Wenn die Pandemie den Job kostet: 16 Prozent weniger Minijobs im Gastgewerbe – NGG fordert soziale Absicherung

Gaststätte geschlossen: Die Corona-Pandemie hat zu einer historischen Krise im Gastgewerbe geführt – und kostet vielen Aushilfskräften den Job. Die NGG übt scharfe Kritik an der aktuellen Arbeitsmarktpolitik. Foto: NGG

Im Zuge der Coronakrise ist die Zahl der Minijobs in Dortmund um sieben Prozent gesunken. Mitte vergangenen Jahres gab es rund 52.800 geringfügig entlohnte Arbeitsverhältnisse – ein Jahr zuvor waren es noch 56.500. Besonders stark war der Rückgang im Gastgewerbe. In der Branche gingen binnen eines Jahres 1.170 Minijobs verloren – ein Minus von 16 Prozent. Das teilt die Gewerkschaft Nahrung-Genuss-Gaststätten (NGG) mit und beruft sich hierbei auf neueste Zahlen der Bundesagentur für Arbeit. 

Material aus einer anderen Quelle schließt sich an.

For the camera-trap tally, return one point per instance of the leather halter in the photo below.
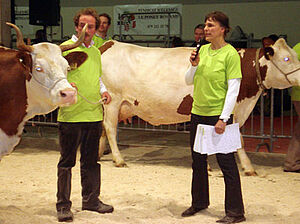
(258, 74)
(271, 60)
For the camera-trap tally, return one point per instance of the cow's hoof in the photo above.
(121, 164)
(250, 173)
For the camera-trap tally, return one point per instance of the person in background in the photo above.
(40, 36)
(177, 42)
(292, 160)
(80, 124)
(199, 35)
(101, 36)
(216, 75)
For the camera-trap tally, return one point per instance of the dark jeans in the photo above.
(200, 189)
(71, 135)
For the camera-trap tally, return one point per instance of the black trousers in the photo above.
(71, 135)
(200, 188)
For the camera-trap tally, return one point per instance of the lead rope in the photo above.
(101, 101)
(258, 71)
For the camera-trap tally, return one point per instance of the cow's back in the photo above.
(14, 70)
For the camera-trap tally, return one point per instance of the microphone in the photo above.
(197, 50)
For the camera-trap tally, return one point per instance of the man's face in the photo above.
(91, 28)
(199, 34)
(104, 26)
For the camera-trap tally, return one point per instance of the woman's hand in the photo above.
(107, 98)
(196, 61)
(220, 127)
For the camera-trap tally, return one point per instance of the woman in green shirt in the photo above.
(216, 75)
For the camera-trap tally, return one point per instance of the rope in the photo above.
(101, 101)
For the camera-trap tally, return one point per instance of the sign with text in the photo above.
(147, 19)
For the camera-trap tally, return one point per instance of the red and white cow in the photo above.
(150, 83)
(32, 81)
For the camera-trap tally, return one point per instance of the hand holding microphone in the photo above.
(194, 59)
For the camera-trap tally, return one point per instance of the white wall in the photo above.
(261, 18)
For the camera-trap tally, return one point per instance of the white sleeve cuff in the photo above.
(231, 96)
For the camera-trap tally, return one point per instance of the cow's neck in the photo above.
(36, 105)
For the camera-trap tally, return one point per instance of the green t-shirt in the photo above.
(86, 78)
(99, 41)
(296, 89)
(214, 70)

Ständige Angst, den Arbeitsplatz zu verlieren – 450-Euro-Stellen sind nicht krisenfest

Torsten Gebehart ist Geschäftsführer der NGG-Region Dortmund. Foto: Klaus Hartmann / Archiv

„450-Euro-Kräfte zählen zu den Hauptverlierern der Wirtschaftskrise. Sie haben bislang keinen Anspruch auf Kurzarbeitergeld, werden häufiger gekündigt und sind sozial kaum abgesichert“, sagt Torsten Gebehart, Geschäftsführer der NGG-Region Dortmund. ___STEADY_PAYWALL___

Die Statistik spiegele eine „enorme Unwucht“ auf dem heimischen Arbeitsmarkt wider. Während dank staatlicher Hilfen wie der Kurzarbeit die Zahl der sozialversicherungspflichtigen Stellen in der Region nahezu konstant geblieben sei, treffe die Pandemie prekär Beschäftigte besonders hart. 

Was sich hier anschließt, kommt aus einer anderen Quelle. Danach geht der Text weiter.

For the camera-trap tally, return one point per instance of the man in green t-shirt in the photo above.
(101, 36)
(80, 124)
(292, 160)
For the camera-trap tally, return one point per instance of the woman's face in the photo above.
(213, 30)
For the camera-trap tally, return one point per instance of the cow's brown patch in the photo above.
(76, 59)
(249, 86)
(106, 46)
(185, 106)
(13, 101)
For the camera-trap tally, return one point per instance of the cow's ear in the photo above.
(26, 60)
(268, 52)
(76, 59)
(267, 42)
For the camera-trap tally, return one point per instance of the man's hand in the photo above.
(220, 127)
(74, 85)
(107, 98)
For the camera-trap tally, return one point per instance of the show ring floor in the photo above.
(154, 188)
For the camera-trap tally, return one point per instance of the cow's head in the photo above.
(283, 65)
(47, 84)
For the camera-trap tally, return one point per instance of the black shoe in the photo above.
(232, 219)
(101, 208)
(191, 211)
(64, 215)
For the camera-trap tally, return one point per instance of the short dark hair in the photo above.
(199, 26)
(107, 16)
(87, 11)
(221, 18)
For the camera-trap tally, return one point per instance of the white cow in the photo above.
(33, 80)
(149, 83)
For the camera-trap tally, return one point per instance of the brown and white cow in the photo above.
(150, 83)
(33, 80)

Nach dem Prinzip „Hire and Fire“ (Heuern und Feuern) lebten sie in ständiger Angst vor dem Verlust des Arbeitsplatzes. „Betroffen sind gerade Frauen, die eine 450-Euro-Stelle als Kellnerin oder Küchenhilfe oft als einzige Einnahmequelle haben. Auch für viele Studierende, die sich nebenher etwas hinzuverdienen, sind die Folgen des Jobverlustes dramatisch“, betont Gebehart. 

Historische Krise verlangt soziale Sicherheit – Kritik an höheren Verdienstgrenzen

Zahlen von 2019. Die NGG fordert mehr Minijobs in sozialvericherungspflichtige Arbeitsverhältnisse umzuwandeln.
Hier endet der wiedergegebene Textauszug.